Ultimamente ci siamo abituati a leggere e sentire che dobbiamo salvare il Natale; ma al di là di contenuti che riguardano la politica o l’economia, da cosa dovremmo salvarlo? Per chi o cosa dovremmo farlo?

Forse, invece, è proprio il Natale che dovrebbe salvarci: dall’indifferenza, spesso cieca e mortifera, che riguarda non solo il periodo a lui dedicato, ma il quotidiano.

Durante i giorni di Natale veniamo catapultati, più o meno consapevolmente, nello scorrere della ricerca di senso, della direzione della nostra esistenza, con la vertiginosa sensazione e percezione che spesso siamo marionette di quel mondo indifferente agli spazi vuoti tra i regali e tra i battiti cardiaci, accelerati per la corsa alla felicità come unica terra promessa. Ed è proprio in questa indifferenza che talvolta si rimane intrappolati e ci si perde nella vana ricerca di un motivo e di uno scopo che spesso nulla hanno a che vedere con il senso profondo del Natale; che, invece, è quel momento in cui ci viene data l’occasione per fare luce dentro di noi, attraverso il nuovo che faticosamente nasce ogni anno; nei riti e simboli che appartengono al collettivo prima che al religioso.

E così il Natale ci può salvare, mettendoci in crisi e di conseguenza permettendoci di fare luce oltre ai regali, allo scintillio e all’albero, per ritrovare quella dimensione del sacro che appartiene alla vita, e del rito che permette al nuovo di fare il proprio ingresso, accogliendolo senza giudizio.
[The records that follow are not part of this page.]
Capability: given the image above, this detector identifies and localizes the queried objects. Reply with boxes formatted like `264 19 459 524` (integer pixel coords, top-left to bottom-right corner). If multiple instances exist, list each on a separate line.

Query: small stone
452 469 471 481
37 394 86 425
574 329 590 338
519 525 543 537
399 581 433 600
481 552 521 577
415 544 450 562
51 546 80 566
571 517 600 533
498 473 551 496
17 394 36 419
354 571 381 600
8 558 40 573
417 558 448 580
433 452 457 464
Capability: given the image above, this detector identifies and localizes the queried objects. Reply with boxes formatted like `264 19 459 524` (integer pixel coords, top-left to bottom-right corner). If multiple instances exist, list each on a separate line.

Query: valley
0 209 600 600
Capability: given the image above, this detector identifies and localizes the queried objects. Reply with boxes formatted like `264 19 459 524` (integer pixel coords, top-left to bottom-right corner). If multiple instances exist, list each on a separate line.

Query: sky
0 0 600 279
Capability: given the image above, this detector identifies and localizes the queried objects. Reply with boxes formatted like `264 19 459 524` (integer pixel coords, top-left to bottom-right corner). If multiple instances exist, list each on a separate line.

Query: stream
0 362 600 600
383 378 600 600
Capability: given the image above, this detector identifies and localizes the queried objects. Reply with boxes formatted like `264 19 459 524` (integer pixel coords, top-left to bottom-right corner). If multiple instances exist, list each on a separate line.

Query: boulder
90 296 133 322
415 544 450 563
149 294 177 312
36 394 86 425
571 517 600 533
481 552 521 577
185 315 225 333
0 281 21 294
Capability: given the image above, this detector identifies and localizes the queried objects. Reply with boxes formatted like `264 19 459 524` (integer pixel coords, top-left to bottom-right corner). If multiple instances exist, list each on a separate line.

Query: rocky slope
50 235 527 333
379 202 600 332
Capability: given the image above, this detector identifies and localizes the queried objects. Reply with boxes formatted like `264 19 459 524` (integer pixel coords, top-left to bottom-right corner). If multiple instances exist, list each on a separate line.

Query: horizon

Restituendo alla speranza gesti attivi e vivi.

I momenti di crisi hanno il difficile ma importantissimo compito di farci vedere cosa c’è che non va e ci spingono a compiere una o più scelte per crescere, andando oltre e accogliendo ciò che di nuovo sta per nascere, o già è nato e ha solo bisogno di avere spazio per vivere il proprio tempo. Ma nella rete del consorzio umano, questo nuovo nato è anche “cosa” e soprattutto “chi” oltre a noi (ma dentro di noi), prima e dopo il giorno di Natale, vive un profondo disagio, perché troppo lontana si è rifugiata la dimensione di senso o troppo lontano lo hanno spinto gli anni anagrafici, recludendolo in una solitudine grigia e fredda senza Amore.

Durante questo periodo dell’anno aumentano i “casi” di solitudine estrema, quella che porta a gesti senza ritorno o che amplifica le richieste di aiuto nel teatro di quella disperazione che di umano ha veramente poco.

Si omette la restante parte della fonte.